"Le Petit Malheureux" de Guillaume Clémentine : des débuts prometteurs…

clementine.jpgJ’ai quelques scrupules à classer "Le Petit malheureux" de Guillaume Clémentine (éditions Motifs, env. 5 euros) dans ma rubrique "Bouquins cultes".

Face à "Sur la Route" ou au "Choix de Sophie", il ne fait tout simplement pas le poids.

J’ai découvert cet ouvrage lors du Salon du Livre en 2000. Il est paru pour la première fois aux excellentes éditions du Serpents à Plumes, aujourd’hui défuntes, et il demeurait introuvable jusqu’à sa récente réédition (réédition qui prouve d’ailleurs que le livre a un potentiel commercial certain).

Malgré quelques réserves, je crois que ce texte paru en 1999 (en fait un recueil de 6 nouvelles, avec en gros le même narrateur et le même ton) marquera, à sa façon, nonchalante et urbaine, la littérature française contemporaine.

Cette affirmation peut paraître risquée mais attendez la suite…

"Le Petit Malheureux" raconte le quotidien, les rêves, les fantasmes et les frustrations d’un jeune parisien arty au RMI.

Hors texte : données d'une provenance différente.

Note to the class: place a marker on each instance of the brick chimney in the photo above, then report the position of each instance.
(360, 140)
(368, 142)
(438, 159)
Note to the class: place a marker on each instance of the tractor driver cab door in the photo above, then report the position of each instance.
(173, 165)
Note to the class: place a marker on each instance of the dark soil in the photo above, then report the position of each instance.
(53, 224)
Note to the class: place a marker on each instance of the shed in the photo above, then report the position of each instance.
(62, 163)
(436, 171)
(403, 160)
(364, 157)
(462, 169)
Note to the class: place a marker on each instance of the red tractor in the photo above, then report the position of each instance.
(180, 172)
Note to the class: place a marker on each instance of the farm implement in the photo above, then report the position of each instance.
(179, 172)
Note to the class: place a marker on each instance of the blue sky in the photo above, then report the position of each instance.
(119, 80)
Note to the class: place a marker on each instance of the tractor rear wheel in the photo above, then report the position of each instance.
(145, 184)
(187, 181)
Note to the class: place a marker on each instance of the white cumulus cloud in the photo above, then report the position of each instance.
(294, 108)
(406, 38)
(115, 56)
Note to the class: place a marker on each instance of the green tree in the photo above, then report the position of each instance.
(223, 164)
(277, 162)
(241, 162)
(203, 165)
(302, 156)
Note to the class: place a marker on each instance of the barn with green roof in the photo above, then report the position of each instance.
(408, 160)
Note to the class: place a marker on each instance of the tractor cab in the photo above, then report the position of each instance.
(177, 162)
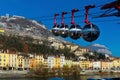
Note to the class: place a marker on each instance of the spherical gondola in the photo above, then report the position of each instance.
(64, 31)
(90, 32)
(75, 31)
(55, 30)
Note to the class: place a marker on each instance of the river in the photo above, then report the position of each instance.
(70, 78)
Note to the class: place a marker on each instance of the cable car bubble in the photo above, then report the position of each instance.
(90, 32)
(64, 31)
(75, 31)
(55, 30)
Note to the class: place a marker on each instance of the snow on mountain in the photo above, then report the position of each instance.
(100, 48)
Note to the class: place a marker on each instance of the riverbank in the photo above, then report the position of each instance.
(28, 74)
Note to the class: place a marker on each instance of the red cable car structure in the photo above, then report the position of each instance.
(90, 31)
(110, 7)
(56, 27)
(75, 30)
(64, 28)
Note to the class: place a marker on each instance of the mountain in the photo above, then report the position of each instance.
(100, 49)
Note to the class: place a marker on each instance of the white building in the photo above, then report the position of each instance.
(96, 65)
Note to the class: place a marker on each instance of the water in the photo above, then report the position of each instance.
(71, 78)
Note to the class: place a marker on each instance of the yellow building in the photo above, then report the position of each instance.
(2, 30)
(57, 62)
(105, 65)
(68, 62)
(4, 58)
(12, 61)
(85, 64)
(20, 62)
(39, 59)
(116, 64)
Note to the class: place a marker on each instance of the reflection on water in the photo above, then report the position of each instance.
(70, 78)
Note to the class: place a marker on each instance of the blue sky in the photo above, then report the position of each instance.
(36, 9)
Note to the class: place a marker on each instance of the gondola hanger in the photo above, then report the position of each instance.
(63, 28)
(56, 28)
(75, 30)
(90, 31)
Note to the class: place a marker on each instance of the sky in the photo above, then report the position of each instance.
(44, 10)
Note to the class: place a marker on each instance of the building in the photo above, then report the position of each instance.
(96, 65)
(85, 65)
(56, 61)
(68, 62)
(12, 61)
(50, 61)
(116, 64)
(4, 60)
(105, 65)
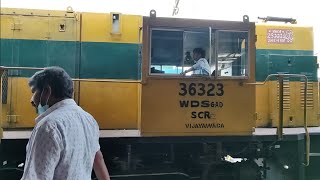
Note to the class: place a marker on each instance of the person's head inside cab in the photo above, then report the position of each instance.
(48, 87)
(198, 53)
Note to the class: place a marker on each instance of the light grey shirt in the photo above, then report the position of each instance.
(63, 144)
(202, 67)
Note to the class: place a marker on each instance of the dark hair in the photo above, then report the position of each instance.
(55, 77)
(200, 51)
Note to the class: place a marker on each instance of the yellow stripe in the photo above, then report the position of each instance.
(302, 37)
(97, 27)
(114, 105)
(39, 25)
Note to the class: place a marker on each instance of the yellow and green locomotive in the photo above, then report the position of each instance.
(156, 123)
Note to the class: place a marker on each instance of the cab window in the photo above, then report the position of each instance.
(197, 52)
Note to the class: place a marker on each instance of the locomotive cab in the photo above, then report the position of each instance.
(218, 102)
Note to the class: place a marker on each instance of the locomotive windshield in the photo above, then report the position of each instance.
(172, 52)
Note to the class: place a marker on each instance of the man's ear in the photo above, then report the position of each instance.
(47, 90)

Le ton est moderne, vif, tranchant, drôle, voire drôlissime et les situations sont toutes piquantes, étonnantes et souvent gentiment subversives (le narrateur érémiste insulte un couple d’amis bobo et leur siffle leur whisky) voire délirantes (le narrateur se rêve en champion cycliste kidnappé par Saddam Hussein…).

La plupart des passages fonctionnent parfaitement et l’ensemble est brillant pour un premier "roman" (ou recueil de nouvelles). D’autres sont un peu plus inégaux et s’enlisent dans le monologue (quelques lourdeurs) ou la blague potache soulante.

Alors qu’est-ce qui est culte ?

Et bien, disons, que Guillaume Clémentine est parvenu à rendre parfaitement le climat parisien des années 90-2000 : entre Guerre du Golfe (la première de 1991), précarité économique, sociale, amoureuse (le célibat), immobilier parisien, sexualité chaotique, humour de sale gosse, intellos précaires, alcoolisme mondain et shopping chez ED l’épicier, Clémentine a réussi à parler de nos vies avec… nos propres mots.

Et ça, ça devrait peut-être constituer une priorité des bouquins contemporains : nous parler de notre quotidien, sans concession démagogique (le narrateur passe son temps à insulter les petits bourges que nous sommes), avec une poésie d’autant plus efficace qu’elle est sobre.

Exemples textuels de cette poésie urbaine et simple :

"Alors, écoutez-moi bien, bande d’enculés : vivez, croissez, multipliez, enrichissez-vous par le travail et par l’épargne. Mais ne devenez pas grands-pères trop vite. Car le jour viendra où, même après mon troisième lifting, j’arriverai encore à baiser vos petites-filles [...]. Elles viendront à moi à vingt ans parce qu’elles verront qu’il reste encore un peu de vie en moi, et même en elles, malgré vous, avant que vous ne les ayez formatées!"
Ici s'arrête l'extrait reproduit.